Sep 30, 2025 19:21:00 -0400 by Andy Serwer | #Companies

(Dreamstime)

Key Points

Coupling in the C-suite has suddenly become acceptable—at least in terms of companies having co-CEOs.

Co-CEOs, a concept often thought to be unworkable, have suddenly become all the rage, as evidenced by a flurry of recent announcements.

Just this month, Comcast (Brian Roberts and Michael Cavanagh) and Spotify (Alex Norström and Gustav Söderström) have announced a shared chief executive role, both effective January 2026, as well as Oracle (Clay Magouyrk and Mike Sicilia), which has had co-CEOs in the past. Oracle says its new pair of leaders are both CEOs, not co-CEOs.

A number of other high-profile companies have named two CEOs within the past several years as well, including Netflix (Ted Sarandos and Greg Peters), KKR (Joseph Bae and Scott Nuttall), Monster Beverage (Rodney Sacks and Hilton Schlosberg), and Lennar (Stuart Miller and Jon Jaffe).

So what gives? Arguably, the world has become more complex, and in such an environment, perhaps two heads are better than one. But isn’t that offset by the question of ‘Who does what?’

“I’m quite surprised to see these companies moving in that direction, and I’m not sure why they are,” says management guru Bill George, former CEO of Medtronic and executive fellow at Harvard Business School. “To me, it makes no sense, because somebody has got to make the big calls, and today there are a lot of big calls.”

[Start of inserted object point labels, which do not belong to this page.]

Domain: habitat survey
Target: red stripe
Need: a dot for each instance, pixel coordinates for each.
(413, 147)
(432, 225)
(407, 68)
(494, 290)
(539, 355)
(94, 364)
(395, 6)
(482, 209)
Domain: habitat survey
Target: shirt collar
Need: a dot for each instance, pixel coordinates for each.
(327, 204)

There have been some high-profile co-CEO failures, interestingly and perhaps coincidentally, in enterprise software—the same business in which Oracle looms so large. In recent years, Salesforce twice tried pairing founder and current CEO Marc Benioff, first with Keith Block and then with Bret Taylor. And German software company SAP had American Jennifer Morgan team up with current (and now sole) CEO Christian Klein, which lasted from 2019 to 2020.

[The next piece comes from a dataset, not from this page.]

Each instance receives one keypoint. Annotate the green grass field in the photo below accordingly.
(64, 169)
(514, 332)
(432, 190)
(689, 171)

On the other hand, it isn’t necessarily the case that co-CEOs will fail. KKR’s Bae and Nuttell who have been ‘Cos’ for almost four years, may be a special case as they had worked together for decades. KKR co-founder Henry Kravis wrote: “When we promoted them to co-CEOs in October 2021, [KKR co-founder] George [Roberts] described their combination as ‘sort of like a good marriage’ since they had been close enough to go on family vacations together since they were in their 20s.” Not every co-CEO pairing has that luxury.

A private equity competitor, Carlyle Group, had success and failure with co-CEOs. Founders David Rubenstein and William (Bill) Conway Jr., led the firm happily it seems from 1987 until 2017. Their successors, Kewsong Lee and now Virginia Gov. Glenn Youngkin, lasted together only two years.

Co-CEOs are still rare. According to research firm Equilar, only 1.2% or 33 of the Russell 3000 have co-CEOs, a number that has remained fairly consistent over the past five years.

Rarer still are ‘3EOs,’ or three chief executives at once. This structure was recently employed by Paramount with George Cheeks (President and CEO of CBS), Chris McCarthy (President and CEO of Showtime/MTV Entertainment Studios and Paramount Media Networks), and Brian Robbins (President and CEO of Paramount Pictures and Nickelodeon), who operated as ‘the office of the CEO.’ That lasted some 15 months, ending when the company merged with Skydance this past summer.

Bottom line, whether co-CEOs—or 3EOs for that matter—work or not is probably pretty much dependent on the people.